Tomie (1999)
Starring: Yoriko Douguchi, Miho Kanno and Mami Nakamura
Director: Ataru Oikawa
Rating: Two of Ten Stars
Junji Ito created one of the only truly scary comic book series I've read--"Uzemaki." His other famous series Tomie is almost as creepy, although you'd never know it from this astoundingly boring movie adaptation.
"Tomie" is the tale of a teen girl who is the center of violent love triangles where everyone involved ends up dead, including her. And, yes, it's plural, because Tomie is so evil that even death cannot stop her--her body always regrows, even from dismemberment, into an exact replica of when she was at her most beautiful... and then she goes looking for more victims to seduce and lead to destruction.
"Tomie" is an awful movie in every sense of the word.
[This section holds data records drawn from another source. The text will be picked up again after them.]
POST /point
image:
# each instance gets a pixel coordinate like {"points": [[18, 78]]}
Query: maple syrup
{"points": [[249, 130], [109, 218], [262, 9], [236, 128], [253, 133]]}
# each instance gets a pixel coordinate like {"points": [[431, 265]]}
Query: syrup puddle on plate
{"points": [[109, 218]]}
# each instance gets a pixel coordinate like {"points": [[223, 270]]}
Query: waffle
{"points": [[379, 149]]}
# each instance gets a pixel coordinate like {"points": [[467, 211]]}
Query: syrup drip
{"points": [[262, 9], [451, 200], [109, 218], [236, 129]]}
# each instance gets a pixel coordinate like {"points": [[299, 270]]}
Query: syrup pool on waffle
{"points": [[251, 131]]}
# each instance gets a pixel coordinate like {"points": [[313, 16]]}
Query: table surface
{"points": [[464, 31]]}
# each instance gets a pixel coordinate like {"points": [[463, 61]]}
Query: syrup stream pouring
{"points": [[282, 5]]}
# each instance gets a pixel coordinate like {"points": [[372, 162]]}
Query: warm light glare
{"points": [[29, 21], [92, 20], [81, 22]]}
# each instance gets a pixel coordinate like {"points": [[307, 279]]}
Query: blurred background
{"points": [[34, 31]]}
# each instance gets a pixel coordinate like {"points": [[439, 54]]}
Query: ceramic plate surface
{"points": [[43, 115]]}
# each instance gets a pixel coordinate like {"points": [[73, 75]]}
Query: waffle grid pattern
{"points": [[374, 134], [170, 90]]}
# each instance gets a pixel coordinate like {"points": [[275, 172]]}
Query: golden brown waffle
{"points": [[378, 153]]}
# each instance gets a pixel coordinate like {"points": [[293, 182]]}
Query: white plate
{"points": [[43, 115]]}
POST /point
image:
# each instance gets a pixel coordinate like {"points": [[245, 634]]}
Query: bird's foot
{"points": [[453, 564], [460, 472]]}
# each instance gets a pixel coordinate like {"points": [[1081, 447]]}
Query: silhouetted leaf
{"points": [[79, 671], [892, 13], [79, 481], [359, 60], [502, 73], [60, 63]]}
The only reason I suffered through it until the end was because I wanted to review it for here and because I kept thinking it HAD to get better.
"Tomie" fails to take advantage of nearly everything that was truly creepy in the original source material, so it starts boring and it stays there; is filled with drab characters having inane conversations; spends too much time with characters talking about how horrific things are instead of showing the viewer the horror; and has special and gore effects so awful that Ed Wood is embarrassed on the filmmakers' behalf. Finally, the film seems to assume that the viewer is familiar with the Ito comics series, which is an unforgivable sin in my opinion.
"Tomie" would have been a One Star movie, except the actors seem to be doing as good a job as can be expected with the awful script they're working with. I still recommend that you avoid this one.
There are at least six other Tomie movies that have been made since the release of this one, and this is one series where the films get better as they go. This is the only Tomie film bad enough so far to end up here. The rest will be reviewed here.